Decorate safely and keep these tips in mind:
- Don’t put decorations near open flames and other heat sources, such as light bulbs and heaters.
- Check that any decorative lights have been tested for safety by a recognized testing laboratory. Examine each set of lights for broken sockets, frayed wires or loose connections, and discard any damaged sets. Be careful not to overload sockets when plugging in lights and other electronic decorations.
- Consider glow sticks or battery-operated candles instead of real candles when lighting your jack-o’-lanterns or other luminaries. If you do use real candles, light them with long, fireplace-style matches or a utility lighter. Keep lit decorations off of doorsteps, yards and sidewalks where excited trick-or-treaters may knock them over.
- Check that no decorations are blocking your home’s exits or pathways, so you have a clear escape route in case of an emergency.
To make sure children enjoy their evening of trick-or-treating, follow these tips:
- Avoid costumes with loose, trailing fabrics or other hanging parts, which can catch fire on open flames. Check the labels on costumes, wigs and props to be sure they are made with flame resistant or retardant materials.
- Double-check that the eyeholes in masks are large enough that children can see and avoid any trips or falls, or brushes with open flames. If visibility is an issue, use makeup or face paint instead of masks.
- Provide flashlights or glow sticks to carry for lighting, and use glow-in-the-dark reflective tape on costumes for extra visibility near roads.
- Talk with children about fire safety before heading out, reminding them to stay away from open flames.
- Practice the “stop, drop and roll” technique. “This is a great time of the year for adults to teach children about fire safety, as well as first aid measures if someone gets hurt,” Hultman says.
Additional Halloween Safety Tips
- When choosing a costume, stay away from long trailing fabric. If your child is wearing a mask, make sure the eye holes are large enough so he or she can see out.
- Provide children with flashlights to carry for lighting or glow sticks as part of their costume.
- Dried flowers, cornstalks and crepe paper catch fire easily. Keep all decorations away from open flames and other heat sources like light bulbs and heaters.
- Use a battery-operated candle or glow-stick in jack-olanterns. If you use a real candle, use extreme caution. Make sure children are watched at all times when candles are lit. When lighting candles inside jack-olanterns, use long, fireplace-style matches or a utility lighter. Be sure to place lit pumpkins well away from anything that can burn and far enough out of the way of trick-or-treaters, doorsteps, walkways and yards.

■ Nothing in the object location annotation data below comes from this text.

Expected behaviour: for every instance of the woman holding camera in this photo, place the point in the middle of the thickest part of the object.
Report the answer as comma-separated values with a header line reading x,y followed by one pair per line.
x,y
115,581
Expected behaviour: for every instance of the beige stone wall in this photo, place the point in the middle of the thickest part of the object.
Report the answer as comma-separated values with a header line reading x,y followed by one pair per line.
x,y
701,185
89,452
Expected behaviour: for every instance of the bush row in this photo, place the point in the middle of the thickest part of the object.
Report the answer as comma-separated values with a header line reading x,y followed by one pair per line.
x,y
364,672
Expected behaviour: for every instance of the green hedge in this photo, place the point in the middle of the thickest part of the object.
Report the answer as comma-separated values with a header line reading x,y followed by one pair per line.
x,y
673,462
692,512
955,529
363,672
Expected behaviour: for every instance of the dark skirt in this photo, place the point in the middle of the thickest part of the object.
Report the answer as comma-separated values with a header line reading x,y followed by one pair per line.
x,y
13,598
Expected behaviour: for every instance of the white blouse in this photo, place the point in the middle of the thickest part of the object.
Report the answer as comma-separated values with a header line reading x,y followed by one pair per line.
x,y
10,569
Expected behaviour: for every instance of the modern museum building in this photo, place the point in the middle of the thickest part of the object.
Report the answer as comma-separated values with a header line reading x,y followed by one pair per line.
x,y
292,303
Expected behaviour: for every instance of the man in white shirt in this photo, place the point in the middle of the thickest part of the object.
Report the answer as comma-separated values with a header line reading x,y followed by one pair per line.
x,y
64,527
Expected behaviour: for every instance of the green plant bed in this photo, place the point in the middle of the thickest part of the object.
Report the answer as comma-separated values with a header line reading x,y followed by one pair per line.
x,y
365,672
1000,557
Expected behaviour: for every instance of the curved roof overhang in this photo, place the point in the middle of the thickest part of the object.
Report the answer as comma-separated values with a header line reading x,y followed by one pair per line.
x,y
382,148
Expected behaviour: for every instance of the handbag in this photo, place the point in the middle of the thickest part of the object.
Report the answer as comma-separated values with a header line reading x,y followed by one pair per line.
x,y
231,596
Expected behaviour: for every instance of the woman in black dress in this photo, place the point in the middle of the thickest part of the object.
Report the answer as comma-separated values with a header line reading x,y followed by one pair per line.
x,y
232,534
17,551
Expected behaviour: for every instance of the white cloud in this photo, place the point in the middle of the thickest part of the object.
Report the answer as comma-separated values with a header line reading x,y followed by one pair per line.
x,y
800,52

- Remember to keep exits clear of decorations, so nothing blocks escape routes.
- Make sure all smoke alarms in the home are working.
- Tell children to stay away from open flames including jack-o-lanterns with candles in them. Be sure they know how to stop, drop and roll if their clothing catches fire. (Have them practice, stopping immediately, dropping to the ground, covering their face with hands, and rolling over and over to put the flames out.)